Secondly, it also means that out of all the metrics that you have, you have chosen the ones correlate the most with the decision you’re trying to make.
Complete
Complete data means that you can see the whole picture and all the pieces that are affected.
Then, you must analyze and understand your data
You must know which metrics are effectively a compound of others and not the roots themselves. A very simple example is average order size: it’s the total order value divided by the number of orders. You can’t affect the average order size, but you can affect each of its components.
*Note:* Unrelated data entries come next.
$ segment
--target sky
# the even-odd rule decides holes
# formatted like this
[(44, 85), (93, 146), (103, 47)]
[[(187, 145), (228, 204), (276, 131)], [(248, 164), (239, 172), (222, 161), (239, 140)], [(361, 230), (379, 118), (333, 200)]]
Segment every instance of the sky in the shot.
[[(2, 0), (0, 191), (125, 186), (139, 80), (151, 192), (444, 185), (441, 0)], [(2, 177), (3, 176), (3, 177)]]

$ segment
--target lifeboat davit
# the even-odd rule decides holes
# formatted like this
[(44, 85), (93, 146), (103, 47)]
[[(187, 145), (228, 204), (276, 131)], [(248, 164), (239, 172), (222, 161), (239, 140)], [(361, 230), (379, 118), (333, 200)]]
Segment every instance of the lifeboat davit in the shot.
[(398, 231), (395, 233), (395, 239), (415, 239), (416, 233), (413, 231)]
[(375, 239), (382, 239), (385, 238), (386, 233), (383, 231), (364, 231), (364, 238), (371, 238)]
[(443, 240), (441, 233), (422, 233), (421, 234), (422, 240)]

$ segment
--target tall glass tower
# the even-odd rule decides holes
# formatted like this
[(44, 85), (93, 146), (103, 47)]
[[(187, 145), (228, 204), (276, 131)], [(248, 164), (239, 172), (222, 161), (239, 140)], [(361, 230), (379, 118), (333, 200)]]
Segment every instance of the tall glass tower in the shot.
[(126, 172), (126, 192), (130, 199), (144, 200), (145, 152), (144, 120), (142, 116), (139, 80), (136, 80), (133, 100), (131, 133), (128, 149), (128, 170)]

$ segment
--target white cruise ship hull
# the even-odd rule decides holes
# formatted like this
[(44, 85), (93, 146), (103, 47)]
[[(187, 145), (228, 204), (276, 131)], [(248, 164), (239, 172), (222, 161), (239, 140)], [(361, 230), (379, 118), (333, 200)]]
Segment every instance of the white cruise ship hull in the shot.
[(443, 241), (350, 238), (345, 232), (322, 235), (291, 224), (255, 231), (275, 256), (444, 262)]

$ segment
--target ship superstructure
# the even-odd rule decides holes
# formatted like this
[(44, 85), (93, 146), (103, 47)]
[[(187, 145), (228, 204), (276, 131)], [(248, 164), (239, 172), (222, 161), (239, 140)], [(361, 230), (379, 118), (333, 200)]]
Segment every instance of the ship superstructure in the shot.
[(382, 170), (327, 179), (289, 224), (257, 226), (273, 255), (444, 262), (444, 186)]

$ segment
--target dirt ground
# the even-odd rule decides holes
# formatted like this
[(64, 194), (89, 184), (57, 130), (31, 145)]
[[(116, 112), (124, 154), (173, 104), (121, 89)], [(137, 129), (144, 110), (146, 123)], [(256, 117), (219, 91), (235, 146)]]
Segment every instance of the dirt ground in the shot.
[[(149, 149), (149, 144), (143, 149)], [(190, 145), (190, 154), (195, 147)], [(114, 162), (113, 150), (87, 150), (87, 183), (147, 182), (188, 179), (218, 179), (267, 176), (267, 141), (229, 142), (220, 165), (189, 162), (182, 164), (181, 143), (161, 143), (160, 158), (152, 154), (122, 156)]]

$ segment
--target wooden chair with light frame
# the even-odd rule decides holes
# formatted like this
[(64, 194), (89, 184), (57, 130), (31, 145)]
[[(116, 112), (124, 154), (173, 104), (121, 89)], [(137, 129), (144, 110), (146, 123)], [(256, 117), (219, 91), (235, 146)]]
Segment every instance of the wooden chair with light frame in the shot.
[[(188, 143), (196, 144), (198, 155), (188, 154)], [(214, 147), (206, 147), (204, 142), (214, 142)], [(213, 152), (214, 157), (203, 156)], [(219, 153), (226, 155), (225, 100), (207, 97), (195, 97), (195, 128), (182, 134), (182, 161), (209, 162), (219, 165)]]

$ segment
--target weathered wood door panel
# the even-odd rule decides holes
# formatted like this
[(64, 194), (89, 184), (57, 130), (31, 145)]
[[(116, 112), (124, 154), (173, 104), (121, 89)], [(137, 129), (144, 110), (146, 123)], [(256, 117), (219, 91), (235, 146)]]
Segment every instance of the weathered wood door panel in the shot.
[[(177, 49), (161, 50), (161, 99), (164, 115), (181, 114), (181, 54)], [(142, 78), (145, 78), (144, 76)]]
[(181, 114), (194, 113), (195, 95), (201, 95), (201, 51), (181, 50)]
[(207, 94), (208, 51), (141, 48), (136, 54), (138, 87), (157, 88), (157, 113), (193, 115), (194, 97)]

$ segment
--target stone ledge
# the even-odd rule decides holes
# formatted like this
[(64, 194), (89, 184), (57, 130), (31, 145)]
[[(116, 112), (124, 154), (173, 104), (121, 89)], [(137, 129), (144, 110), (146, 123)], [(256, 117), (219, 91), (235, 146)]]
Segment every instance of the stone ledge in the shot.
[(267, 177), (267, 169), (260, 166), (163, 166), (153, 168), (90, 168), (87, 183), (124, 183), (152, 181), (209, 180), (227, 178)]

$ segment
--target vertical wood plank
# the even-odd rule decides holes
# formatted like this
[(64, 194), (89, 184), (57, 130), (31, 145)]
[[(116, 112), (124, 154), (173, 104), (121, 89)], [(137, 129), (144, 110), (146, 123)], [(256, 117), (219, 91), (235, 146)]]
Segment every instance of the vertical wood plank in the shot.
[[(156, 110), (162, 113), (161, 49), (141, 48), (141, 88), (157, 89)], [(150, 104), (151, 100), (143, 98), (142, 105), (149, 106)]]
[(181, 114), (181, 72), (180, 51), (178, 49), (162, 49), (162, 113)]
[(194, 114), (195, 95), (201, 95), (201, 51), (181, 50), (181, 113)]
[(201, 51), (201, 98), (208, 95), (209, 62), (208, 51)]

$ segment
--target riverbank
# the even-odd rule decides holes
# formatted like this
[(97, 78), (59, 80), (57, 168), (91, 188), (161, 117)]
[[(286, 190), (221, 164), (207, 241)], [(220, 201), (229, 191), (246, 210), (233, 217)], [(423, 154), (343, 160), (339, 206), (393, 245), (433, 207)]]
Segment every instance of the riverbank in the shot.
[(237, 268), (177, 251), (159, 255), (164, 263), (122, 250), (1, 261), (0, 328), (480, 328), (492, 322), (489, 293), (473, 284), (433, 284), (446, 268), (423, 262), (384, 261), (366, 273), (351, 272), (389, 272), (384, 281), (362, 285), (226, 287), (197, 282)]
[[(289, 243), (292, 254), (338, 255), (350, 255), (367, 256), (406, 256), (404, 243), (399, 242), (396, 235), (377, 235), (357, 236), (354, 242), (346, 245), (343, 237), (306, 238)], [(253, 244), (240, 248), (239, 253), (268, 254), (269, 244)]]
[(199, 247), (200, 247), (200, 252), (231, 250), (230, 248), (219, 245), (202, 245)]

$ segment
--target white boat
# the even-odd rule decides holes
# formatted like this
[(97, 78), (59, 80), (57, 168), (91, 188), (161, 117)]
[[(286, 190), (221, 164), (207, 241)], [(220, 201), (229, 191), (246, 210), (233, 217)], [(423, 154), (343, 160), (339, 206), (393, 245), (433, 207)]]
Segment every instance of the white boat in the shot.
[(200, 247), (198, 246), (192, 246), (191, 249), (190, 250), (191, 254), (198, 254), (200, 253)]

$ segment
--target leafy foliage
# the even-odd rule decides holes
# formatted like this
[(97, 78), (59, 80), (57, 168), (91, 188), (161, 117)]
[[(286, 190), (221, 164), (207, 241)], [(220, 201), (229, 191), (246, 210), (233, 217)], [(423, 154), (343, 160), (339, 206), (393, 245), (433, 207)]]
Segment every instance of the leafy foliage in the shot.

You also need to know which metrics are related, and how. For instance, basket size and number of orders for a particular customer might be inversely correlated. The more orders they place, the smaller each individual order is.
Make a decision
So you have all data in the sufficient sample size. It’s been calculated correctly. It’s relevant and gives you the whole picture. You have analyzed it and understand it.
Now, you can truly make a data driven decision. Well done 👍
Write it down
So that you can both communicate the decision to others, but so that you have a way to recall your original reasoning, you must write all of this down.
- The decision you’re trying to make in the form of a question
- The assumptions you might have made
- The answer you’ve come up with
- And all the supporting data, with projections
The bigger the decision, the more thorough you should be.
The projections should include both the number you’ll move (i.e. the number you can directly influence) as well as how you expect the other numbers to move in correlation.
For instance, if you are planning on issuing coupons in order to increase the number of users, you should write down both how many coupons you’ll issue as well as how many you expect will be redeemed.
Review it periodically
You will then want to periodically re-visit all decisions depending on their impact and uncertainty.
The more impactful and more uncertain a decision is, the more frequently it needs to be monitored to ensure that your assumptions and projections still hold.
If changes need to be made you should revise your decision document.
Practice till you can easily tell the signal from the noise
By constantly going through this process, you will learn how to tell when signals are strong enough and when they’re just variance.
The main issue is that with small data sets even seemingly large shifts in data carry little meaning.
One way to counteract this is to track several related but not dependent numbers and look for consistent changes.
It’s a lot of work
Recognizing how important this is and doing it constantly, consistently and well is difficult but sets companies apart.
One of my favorite examples of a team making proper data driver decisions it Great Britain’s cycling team that dominated the olympics in 2012. They embraced a philosophy of marginal gains where they would make any slight improvements. For instance, they 3D printed a custom holder for the cycling computer for one of their team members to get a slightly better posture for them.
Early-stage startups, however, rarely have the bandwidth to take it to this extreme. The closer you are to it, though, the better off you’ll be.